L’arthrose est d’abord et avant tout une maladie du cartilage,
dont la détérioration progressive est non seulement d’origine
mécanique, mais aussi tributaire de processus biologiques actifs
faisant intervenir divers médiateurs de l’inflammation tels les
cytokines ou encore les métalloprotéases. Un facteur vasculaire est
également évoqué, les éléments en faveur de cette hypothèse
provenant d’études ciblées sur le genou.
L’artère poplitée est en effet facilement accessible à
l’échographie ou à l’IRM et à partir de ces imageries on peut en
estimer l’épaisseur de la paroi, un biomarqueur corrélé à
l’athérosclérose, quelque peu prédictif du pronostic de la maladie
cardiovasculaire. Il était donc tentant de rechercher une relation
entre ses variations et la progression d’une gonarthrose
symptomatique.
C’est là l’objectif d’une étude de cohorte dans laquelle ont
été inclus des patients qui participaient à un essai randomisé,
mené à double insu contre placebo, destiné à évaluer les effets de
l’atorvastatine sur l’évolution d’une gonarthrose symptomatique.

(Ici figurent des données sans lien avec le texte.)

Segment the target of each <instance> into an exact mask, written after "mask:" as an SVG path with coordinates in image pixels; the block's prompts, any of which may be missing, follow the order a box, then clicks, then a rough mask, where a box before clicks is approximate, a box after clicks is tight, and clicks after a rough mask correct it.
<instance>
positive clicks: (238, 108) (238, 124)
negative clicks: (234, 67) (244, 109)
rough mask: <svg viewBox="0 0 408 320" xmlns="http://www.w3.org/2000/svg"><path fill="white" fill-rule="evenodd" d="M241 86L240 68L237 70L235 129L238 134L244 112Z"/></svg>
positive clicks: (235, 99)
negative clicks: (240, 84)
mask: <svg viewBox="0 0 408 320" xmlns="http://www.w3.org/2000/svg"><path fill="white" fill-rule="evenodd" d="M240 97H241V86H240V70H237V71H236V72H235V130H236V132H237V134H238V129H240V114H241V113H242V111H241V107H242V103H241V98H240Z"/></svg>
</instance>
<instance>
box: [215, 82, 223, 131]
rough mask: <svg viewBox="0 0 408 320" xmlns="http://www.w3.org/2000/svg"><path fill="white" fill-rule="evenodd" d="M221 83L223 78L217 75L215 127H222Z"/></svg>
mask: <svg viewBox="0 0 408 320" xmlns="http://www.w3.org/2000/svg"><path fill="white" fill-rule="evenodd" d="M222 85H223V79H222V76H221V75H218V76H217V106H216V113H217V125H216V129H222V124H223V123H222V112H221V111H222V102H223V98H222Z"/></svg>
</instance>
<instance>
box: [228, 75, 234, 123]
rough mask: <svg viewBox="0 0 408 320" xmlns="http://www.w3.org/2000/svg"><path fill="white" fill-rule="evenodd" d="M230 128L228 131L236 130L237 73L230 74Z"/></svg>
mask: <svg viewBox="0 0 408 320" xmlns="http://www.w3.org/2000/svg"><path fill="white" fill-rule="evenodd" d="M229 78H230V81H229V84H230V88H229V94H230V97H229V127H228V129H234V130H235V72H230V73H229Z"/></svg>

Les 176 participants ont bénéficié d’une IRM au début de l’étude et
au terme de deux années de suivi. Cet examen a permis de mesurer à
la fois l’épaisseur pariétale de l’artère poplitée et le volume du
cartilage tibial, en recourant à des méthodes validées par
ailleurs.
A l’état basal, une association significative a été mise en
évidence entre paroi artérielle et cartilage. Ainsi, chaque
augmentation de 10 % de l'épaisseur de la paroi de l'artère
poplitée a été associée à une diminution du volume du cartilage
tibial de l’ordre de 120,8 mm3 (intervalle de confiance à 95 % IC
95 % : 5,4- 236,2, p= 0,04) dans le compartiment médial et de 151,9
mm3 (IC 95 % : 12,1-291,7, p= 0,03) dans le compartiment
latéral.
Où perte de cartilage du genou et augmentation de l’épaisseur de la paroi de l’artère poplitée vont de pair
Il en a été de même au cours du suivi : ainsi, pour chaque
augmentation de 10 % de l'épaisseur de la paroi de l'artère
poplitée, le taux annuel de perte de volume du cartilage tibial
médial a augmenté de 1,14 % (IC 95 % : 0,09 %-2,20 %, p = 0,03). Le
risque de progression rapide de l’arthrose dans ce compartiment du
genou (définie par une perte de cartilage située dans le quartile
supérieur) a été multiplié par 2,28 (IC 95 % : 1,07-4,83, p =
0,03). Ces relations ont été mises en évidence après ajustement en
fonction de l'âge, du sexe, de l'indice de masse corporelle, de la
surface osseuse tibiale, du tabagisme, de l'activité physique
intense et du groupe (atorvastatine versus placebo).
Ces associations significatives entre l’aggravation
structurelle de la gonarthrose et la majoration de l’athérosclérose
poplitée ne sont cependant en rien des liens de causalité. Les deux
processus pathologiques abordés dans l’étude évoluent parallèlement
au fil du temps et il est bien difficile de savoir qui « mène la
danse » au vu de tels résultats.
Le rôle du facteur vasculaire dans la pathogénie de l’arthrose
reste largement hypothétique à ce jour et, pour l’établir en toute
certitude, il faudrait démontrer que le traitement hypolipémiant,
en l’occurrence les statines, est bel et bien capable de ralentir
la progression des lésions articulaires dégénératives. Aucun des
essais randomisés s’inscrivant dans cette démarche n’a pour
l’instant permis d’abonder dans ce sens.